Election 2012 - Battleground Ohio
MEDIA RESULTS: University of Dayton faculty and students gave hundreds of interviews to media locally and around the world during the 2012 Election season. For a complete list of coverage, click here
For insight on Battleground Ohio, look no further than the University of Dayton. Our faculty are available for media interviews on a wide range of topics sure to be hot this 2012 election cycle: The economy, immigration, environmental policy, polls, campaigns, voting laws, religion and more.
Ohio: A swing state, a bellwether, birthplace of seven presidents, home to John Boehner, the current Speaker of the House. A perennial battleground state, Ohio is a must-win on the road to the White House.
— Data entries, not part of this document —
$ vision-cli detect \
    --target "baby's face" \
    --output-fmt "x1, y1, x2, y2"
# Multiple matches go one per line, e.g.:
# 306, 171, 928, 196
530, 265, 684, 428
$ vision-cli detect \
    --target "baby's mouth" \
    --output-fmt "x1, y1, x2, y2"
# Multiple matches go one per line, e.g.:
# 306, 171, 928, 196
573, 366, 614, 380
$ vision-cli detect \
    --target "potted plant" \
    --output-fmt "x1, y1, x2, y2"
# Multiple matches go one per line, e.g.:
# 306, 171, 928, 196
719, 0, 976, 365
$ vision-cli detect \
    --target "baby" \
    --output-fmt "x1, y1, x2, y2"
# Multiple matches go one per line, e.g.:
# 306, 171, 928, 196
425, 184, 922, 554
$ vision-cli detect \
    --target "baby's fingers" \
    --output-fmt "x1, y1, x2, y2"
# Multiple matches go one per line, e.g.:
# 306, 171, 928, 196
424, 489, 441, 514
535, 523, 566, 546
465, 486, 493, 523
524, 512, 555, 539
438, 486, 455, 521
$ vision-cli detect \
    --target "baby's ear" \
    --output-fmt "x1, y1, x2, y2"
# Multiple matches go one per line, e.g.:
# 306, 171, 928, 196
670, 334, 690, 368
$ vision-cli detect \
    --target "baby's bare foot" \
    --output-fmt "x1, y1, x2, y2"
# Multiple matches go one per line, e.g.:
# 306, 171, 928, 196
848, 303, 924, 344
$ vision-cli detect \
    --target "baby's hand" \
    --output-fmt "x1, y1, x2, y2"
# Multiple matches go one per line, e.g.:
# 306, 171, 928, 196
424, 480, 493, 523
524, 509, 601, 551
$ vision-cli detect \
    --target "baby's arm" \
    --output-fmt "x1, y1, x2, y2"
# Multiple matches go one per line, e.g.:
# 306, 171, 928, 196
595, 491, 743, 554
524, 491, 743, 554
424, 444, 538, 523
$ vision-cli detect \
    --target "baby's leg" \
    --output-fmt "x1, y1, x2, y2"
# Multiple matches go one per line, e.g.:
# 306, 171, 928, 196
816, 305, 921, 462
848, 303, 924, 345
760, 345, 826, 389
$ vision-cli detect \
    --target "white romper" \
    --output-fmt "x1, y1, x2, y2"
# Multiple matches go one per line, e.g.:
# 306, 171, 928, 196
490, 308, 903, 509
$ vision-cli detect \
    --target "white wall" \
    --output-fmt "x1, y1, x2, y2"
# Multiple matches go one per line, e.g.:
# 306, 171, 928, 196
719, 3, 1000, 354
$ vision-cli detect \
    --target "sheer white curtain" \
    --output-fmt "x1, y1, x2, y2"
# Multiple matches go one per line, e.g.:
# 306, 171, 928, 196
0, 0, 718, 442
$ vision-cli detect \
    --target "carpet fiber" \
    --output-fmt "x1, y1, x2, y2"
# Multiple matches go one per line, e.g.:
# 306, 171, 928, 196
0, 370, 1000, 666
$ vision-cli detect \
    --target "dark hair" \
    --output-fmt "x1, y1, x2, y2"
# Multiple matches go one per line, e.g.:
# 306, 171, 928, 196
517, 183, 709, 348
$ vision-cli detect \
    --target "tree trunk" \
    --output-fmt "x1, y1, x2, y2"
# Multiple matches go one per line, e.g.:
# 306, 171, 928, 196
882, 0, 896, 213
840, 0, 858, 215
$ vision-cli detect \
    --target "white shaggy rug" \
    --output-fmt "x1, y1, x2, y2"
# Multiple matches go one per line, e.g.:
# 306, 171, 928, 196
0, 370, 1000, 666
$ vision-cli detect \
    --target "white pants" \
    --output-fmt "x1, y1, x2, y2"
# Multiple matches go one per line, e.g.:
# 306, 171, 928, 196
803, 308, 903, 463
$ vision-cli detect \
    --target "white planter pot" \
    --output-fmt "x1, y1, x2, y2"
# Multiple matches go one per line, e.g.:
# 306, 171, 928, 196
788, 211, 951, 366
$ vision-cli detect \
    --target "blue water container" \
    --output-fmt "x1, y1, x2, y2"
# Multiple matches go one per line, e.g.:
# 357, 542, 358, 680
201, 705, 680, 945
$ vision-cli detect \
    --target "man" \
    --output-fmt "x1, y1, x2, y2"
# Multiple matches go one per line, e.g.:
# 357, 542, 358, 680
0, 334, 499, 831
No Republican has ever won the election without carrying the Buckeye State, and a Democrat has only won twice without Ohio in the last 116 years.
Search below for information on our experts, or contact the media relations team at 937-229-3256 or email@example.com.
Follow us on Twitter: @udaytonnews
Jump to a topic:
Politics, Public Opinion and the Media
Dan Birdsong is a lecturer at the University of Dayton, teaching courses on American Politics, the Presidency, Campaigns and Elections, Media and Politics, and Public Opinion and Political Behavior. He has a background in polling and policy research. He is currently researching how people consume news in an era of multiple sources and new media. Do people consume a variety of news sources or do they find news that fits their thinking? Is it possible to have a national discussion on any given issue when the sources of information often disagree? Research on how and where people get their news will help create a better understanding of public opinion. He is also tracking presidential candidates' use of Twitter. Birdsong received his Ph.D. from the University of Cincinnati where he worked from 2005-09 at the Institute for Policy Research on the Ohio Poll, the Ohio Health Issues Poll and the Greater Cincinnati Survey.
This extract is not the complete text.